Governments must agree to unified international travel protocols, such as systematic Covid-19 testing of passengers before flight departures and shun imposing mandatory quarantines upon arrival that are crushing demand, tourism and travel executives said.
Common standards will help revive the travel and tourism industry that has been hard hit by the Covid-19 pandemic, executives at the Tourism Tomorrow webinar said on Wednesday.
"Quarantines don't help, people won't travel because the rules change every week... don't bet on a vaccine, we need to create a new normal with a testing regime," Peter Brun, chief communications officer at visa services firm VFS Global, said during the panel discussion.
"What's important is that governments work together to establish one key regime. To have common procedures and standards is the way forward to survive the winter."
Global airlines are facing a grim winter as a resurgence of Covid-19 infections and travel restrictions decimate demand.
Setting harmonised travel protocols goes beyond coordination between the government and private sector, and should be agreed upon between governments around the world to ease the impact on economies and the industry, Elie Tabchouri, Google's head of Public Sector and Telco units, said.
International Covid-19 test protocols for departing international passengers at airports, which could ease the slump in air travel, are expected to be ready within four weeks, Gloria Manzo Guevara, chief of the World Travel & Tourism Council, said on Monday.
Once travel restrictions ease and vaccines are introduced, passenger confidence will increase and travel could rebound by the second quarter of 2021, Mr Brun said. However, the industry will not return to its pre-crisis levels until 2023.
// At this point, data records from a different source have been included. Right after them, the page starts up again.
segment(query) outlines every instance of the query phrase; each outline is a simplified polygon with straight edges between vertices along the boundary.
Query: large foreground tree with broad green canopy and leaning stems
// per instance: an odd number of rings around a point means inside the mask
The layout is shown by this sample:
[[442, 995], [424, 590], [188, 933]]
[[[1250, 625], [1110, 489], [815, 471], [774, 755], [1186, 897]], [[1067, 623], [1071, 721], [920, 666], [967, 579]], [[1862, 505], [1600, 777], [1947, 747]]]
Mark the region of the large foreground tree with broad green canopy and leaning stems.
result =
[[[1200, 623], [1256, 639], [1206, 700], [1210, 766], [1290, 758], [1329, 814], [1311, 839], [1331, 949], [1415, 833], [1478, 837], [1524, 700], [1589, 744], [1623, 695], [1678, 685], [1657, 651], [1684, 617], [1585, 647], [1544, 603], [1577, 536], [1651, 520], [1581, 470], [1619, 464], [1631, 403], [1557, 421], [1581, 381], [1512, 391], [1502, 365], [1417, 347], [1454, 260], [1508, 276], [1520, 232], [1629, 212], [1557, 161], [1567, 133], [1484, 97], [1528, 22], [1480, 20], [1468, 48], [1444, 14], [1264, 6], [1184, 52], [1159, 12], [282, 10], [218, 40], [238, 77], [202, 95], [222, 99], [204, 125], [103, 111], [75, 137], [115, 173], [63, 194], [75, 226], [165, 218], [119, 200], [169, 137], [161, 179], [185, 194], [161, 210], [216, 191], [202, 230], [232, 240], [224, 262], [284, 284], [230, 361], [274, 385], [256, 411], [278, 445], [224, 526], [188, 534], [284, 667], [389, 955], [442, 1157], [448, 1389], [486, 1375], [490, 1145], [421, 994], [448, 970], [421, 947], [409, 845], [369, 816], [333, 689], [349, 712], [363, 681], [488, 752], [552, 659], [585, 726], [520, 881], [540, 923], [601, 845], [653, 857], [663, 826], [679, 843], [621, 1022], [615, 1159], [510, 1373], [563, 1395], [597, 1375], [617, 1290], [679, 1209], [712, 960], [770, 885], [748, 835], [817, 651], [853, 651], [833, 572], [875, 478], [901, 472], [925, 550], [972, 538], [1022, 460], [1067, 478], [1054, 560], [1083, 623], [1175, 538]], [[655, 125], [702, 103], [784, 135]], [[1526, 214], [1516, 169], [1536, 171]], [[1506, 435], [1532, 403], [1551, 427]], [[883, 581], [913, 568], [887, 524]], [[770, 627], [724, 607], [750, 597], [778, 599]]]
Demand for leisure travel will recover sooner than business trips as companies increasingly rely on technology for remote meeting, Jaki Ellenby, director of Marketing and Events at Global Village, said.
The Covid-19 crisis will force the tourism industry to embrace digitalisation faster as it copes with new norms and changing needs of travellers, Mr Tabchouri said.
"Covid has injected a sense of urgency and need," he said. "Covid made it a necessity, even a responsibility, to digitalise."